At least it brings Ron and Tammy back into our lives.
Many a lesson is (supposedly) learned about accepting others and rejecting bigotry (both humans and monsters fall into some anti-species behavior) in all its forms, at least until the ending undermines that lesson and lets Dracula off the hook. “Hotel Transylvania” remains an Adam Sandler film (he wrote it alongside longtime SNL scribe Robert Smigel), and Adam Sandler characters are always proven right in the end no matter how awful they act in the minutes leading to the third act. So, yes, Dracula drops his grandson off the top of a very high tower just to see if the kid starts to fly on his own, and he continuously violates the trust of his daughter for purely selfish reasons, and it takes him an entire film to maybe, possibly accepts his grandson for who he is. (Something his ultra-scary father does within about 10 minutes.) But, again, he’s the good guy because his intentions aren’t entirely bad, and he at least catches the poor boy before he splits his head open.
This is lazy thinking from a lazy man whose hands are all over this film, including numerous dance scenes (Dracula at one point dances with his cape to Flo Rida's “GDFR” because why not) and jokes that continue forever without going anywhere, both of which do serve the purpose of getting the film into the precipice of the 90-minute mark.
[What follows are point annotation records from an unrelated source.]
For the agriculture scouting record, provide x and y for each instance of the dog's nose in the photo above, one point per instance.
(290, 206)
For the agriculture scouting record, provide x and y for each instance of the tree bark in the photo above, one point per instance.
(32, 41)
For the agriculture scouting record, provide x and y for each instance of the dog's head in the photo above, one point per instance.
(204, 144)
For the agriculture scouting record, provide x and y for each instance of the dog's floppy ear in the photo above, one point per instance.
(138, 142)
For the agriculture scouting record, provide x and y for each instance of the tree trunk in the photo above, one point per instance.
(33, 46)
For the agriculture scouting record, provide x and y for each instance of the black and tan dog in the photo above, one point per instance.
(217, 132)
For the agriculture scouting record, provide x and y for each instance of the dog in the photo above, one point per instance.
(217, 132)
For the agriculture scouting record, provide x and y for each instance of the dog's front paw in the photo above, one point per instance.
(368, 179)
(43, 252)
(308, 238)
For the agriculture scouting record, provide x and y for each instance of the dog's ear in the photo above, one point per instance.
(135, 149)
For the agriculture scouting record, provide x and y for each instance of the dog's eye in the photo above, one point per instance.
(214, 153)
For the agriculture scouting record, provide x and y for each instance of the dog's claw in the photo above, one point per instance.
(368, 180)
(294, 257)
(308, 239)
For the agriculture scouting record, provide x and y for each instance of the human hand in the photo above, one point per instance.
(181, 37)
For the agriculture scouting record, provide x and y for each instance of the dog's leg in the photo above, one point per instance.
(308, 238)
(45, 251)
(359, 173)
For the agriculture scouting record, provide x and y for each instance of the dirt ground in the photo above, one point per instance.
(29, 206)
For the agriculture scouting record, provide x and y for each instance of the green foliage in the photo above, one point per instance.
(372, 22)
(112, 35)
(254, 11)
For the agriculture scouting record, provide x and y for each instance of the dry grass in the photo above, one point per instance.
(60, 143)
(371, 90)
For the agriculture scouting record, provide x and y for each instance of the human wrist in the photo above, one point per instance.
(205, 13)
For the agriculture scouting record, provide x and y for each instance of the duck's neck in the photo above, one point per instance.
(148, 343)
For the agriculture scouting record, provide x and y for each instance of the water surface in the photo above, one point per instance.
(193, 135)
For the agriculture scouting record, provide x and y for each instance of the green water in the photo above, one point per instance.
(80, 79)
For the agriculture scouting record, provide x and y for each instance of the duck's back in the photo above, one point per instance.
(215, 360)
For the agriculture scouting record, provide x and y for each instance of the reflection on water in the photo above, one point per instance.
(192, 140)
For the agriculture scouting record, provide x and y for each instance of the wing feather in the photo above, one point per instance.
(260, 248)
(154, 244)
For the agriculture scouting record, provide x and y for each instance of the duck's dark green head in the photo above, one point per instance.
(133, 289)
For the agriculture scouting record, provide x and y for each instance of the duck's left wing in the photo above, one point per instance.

The humor that exists beyond the filler material is more often than not tepid, with little urgency or agency to the one-liners and jokes.
Yet there are a couple of jokes that do land – among them a killer toss-away one liner I gather came from Smigel's strange mind – and the screening of “Hotel Transylvania 2” did feature few, if any, crying children in the seats. So the film at least succeeds at the bare minimum for any animated film aimed at children, but at least one film this summer showed cartoon flicks can do much more than that with at least a modicum of effort put into it.

Review: Two out of Five Stars

Click here to see the trailer.

Rating: PG
Run time: 89 minutes (One hour and 29 minutes)
Genre: Animation

Ask Away

Target audience: Families and any Adam Sandler fans left after “Pixels.”

Take the whole family?: The film gets surprisingly violent toward the end, so keep the kiddos younger than 6 away.

Theater or Netflix?: Feel free to stay at home and wait if you must watch it.

Whither Genndy Tartakovsky?:  The one person involved in this film deserving of some pity is director Genndy Tartakovsky, whose hands are tied by Smigel and Sandler's lackluster script. The man behind three of Cartoon Network's best animated shows (“Powerpuff Girls,” “Samurai Jack” and “Dexter's Laboratory”) has a quirky sense of humor rooted in optimism and fatalism, along with a keen eye for a good fight sequence. With a little luck he’ll get another project, this time with greater creative control over the proceedings.

                                     Reason No. 7 why the '90s didn't completely suck.

Watch this instead?: This is a perfect opportunity to advocate once again for one of my favorite animated films of this decade, “ParaNorman.”